Javier Rioyo
En Cuenca, con perdón y porque sí. Un buen lugar para empezar una semana cómo ésta. Un buen lugar para otras semanas, otras pasiones, otras religiones o ningunas. Desde hace muchas primaveras me sorprendo al comprobar cómo una música compuesta para la trascendencia, las lágrimas, los finales, las muertes y el más allá, tiene la capacidad de emocionar a un terrenal como yo. ¿Qué tienen de conmovedor, de vigente y misterioso, unos preludios, unas fugas o un "memento mori" compuestos hace siglos para seguir siendo tan cercanos en nuestras emociones? Secretos del arte. Secreto profundo y universal de la música.
Hace 47 años en esa levítica ciudad se organizó una Semana de Música Religiosa. Así la llaman, y así se seguirá llamando, al margen de tantos descreídos que nos colamos en sus espacios, en sus iglesias, en sus capillas. Que nos mezclamos entre sus ritos y sus mitos. Y así, desde nuestra falta de fe, recibimos esa iluminación tan extraordinaria que tienen algunas de las músicas llamadas religiosas.
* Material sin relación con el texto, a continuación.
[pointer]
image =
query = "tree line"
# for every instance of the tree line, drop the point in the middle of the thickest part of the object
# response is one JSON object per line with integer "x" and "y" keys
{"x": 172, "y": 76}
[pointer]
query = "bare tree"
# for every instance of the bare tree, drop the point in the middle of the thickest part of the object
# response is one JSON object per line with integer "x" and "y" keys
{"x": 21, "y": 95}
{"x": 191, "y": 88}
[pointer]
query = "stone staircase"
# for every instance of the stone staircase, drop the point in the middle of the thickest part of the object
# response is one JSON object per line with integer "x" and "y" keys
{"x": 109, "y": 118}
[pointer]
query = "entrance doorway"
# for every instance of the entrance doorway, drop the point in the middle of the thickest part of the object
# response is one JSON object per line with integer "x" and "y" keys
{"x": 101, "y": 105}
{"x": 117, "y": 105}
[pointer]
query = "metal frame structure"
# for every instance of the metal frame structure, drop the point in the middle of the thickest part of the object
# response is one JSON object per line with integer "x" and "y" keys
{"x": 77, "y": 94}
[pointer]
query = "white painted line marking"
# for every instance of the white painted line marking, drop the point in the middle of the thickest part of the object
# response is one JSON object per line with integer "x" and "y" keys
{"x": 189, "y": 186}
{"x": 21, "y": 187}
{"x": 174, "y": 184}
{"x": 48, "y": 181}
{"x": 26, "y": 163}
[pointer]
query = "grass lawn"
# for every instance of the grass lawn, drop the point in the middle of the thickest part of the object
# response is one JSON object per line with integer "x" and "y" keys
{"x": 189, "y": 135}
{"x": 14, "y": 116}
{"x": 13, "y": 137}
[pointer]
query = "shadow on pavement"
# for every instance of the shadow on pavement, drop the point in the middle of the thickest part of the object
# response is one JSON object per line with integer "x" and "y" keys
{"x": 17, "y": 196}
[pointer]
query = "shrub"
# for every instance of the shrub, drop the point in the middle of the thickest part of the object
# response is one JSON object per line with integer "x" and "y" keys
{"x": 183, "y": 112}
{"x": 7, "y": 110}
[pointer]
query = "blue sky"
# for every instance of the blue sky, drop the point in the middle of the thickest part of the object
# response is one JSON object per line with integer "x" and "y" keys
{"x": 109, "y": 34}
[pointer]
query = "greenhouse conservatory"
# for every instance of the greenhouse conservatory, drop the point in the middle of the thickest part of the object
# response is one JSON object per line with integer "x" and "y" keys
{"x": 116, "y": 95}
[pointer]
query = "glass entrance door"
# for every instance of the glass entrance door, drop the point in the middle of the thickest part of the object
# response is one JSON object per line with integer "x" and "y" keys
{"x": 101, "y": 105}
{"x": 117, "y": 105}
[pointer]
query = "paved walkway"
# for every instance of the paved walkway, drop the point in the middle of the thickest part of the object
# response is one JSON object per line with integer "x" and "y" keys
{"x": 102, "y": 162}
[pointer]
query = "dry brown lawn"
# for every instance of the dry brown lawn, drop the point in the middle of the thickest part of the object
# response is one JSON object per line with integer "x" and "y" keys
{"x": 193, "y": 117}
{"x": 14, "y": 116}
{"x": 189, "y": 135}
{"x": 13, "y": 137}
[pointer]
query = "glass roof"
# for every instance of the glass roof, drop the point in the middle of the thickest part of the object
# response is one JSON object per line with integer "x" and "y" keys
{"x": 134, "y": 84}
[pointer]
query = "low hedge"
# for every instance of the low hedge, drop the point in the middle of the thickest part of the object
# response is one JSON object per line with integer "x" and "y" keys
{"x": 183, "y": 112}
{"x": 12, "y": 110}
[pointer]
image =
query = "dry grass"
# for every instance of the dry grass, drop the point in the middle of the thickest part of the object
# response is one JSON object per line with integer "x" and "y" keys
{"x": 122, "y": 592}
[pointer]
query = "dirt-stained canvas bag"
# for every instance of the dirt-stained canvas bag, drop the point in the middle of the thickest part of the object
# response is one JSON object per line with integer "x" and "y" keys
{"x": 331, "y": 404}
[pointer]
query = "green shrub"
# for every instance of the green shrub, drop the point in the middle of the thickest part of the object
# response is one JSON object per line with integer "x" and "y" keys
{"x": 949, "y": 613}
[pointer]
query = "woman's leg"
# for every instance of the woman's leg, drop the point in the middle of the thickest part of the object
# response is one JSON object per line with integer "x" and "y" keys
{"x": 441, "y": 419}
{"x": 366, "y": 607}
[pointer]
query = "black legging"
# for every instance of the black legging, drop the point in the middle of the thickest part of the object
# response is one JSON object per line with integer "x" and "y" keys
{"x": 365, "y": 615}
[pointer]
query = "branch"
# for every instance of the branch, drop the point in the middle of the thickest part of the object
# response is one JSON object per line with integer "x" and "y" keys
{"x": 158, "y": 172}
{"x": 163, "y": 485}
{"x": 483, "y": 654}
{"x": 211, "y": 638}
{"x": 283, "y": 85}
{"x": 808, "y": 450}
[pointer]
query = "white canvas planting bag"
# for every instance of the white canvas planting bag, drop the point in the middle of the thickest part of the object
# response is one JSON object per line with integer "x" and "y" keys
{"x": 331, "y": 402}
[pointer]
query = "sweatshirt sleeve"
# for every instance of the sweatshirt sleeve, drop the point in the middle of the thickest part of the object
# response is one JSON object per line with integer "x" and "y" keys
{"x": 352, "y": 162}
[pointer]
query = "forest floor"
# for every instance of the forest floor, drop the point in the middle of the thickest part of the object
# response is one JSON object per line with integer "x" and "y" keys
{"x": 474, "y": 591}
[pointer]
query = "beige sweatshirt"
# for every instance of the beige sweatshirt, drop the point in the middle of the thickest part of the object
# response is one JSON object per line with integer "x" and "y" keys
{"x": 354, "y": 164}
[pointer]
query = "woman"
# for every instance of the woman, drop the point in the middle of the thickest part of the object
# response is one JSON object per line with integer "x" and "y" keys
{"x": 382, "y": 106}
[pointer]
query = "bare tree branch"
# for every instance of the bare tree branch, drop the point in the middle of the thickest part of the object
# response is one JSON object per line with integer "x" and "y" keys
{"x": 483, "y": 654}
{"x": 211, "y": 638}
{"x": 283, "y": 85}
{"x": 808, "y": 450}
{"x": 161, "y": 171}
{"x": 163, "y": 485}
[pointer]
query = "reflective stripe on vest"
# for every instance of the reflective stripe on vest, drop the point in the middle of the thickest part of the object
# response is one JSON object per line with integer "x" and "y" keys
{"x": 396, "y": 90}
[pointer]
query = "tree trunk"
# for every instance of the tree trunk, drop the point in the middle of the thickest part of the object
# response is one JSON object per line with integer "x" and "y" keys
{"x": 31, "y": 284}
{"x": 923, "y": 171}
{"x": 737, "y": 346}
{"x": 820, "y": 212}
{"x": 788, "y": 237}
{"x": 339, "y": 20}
No creo en Dios, pero creo en Bach. No creo en la iglesia. Ni en la religión. Ni siquiera en la "verdadera". No me siento cristiano, ni mucho menos católico, ni romano. Y, sin embargo, me emocionan las obras del tan católico Messiaen. No creo en la vida futura, pero creo en su "cuarteto para el fin de los tiempos". No tengo pánico, ni me inquieta que más allá de nosotros no pase nada, pero no puedo ignorar un vértigo al escuchar su cuarteto. Tengo que reconocer que hay tardes en que estoy bastante "messiaen". Creo que debo concederme una dosis doble de Amy Winehouse.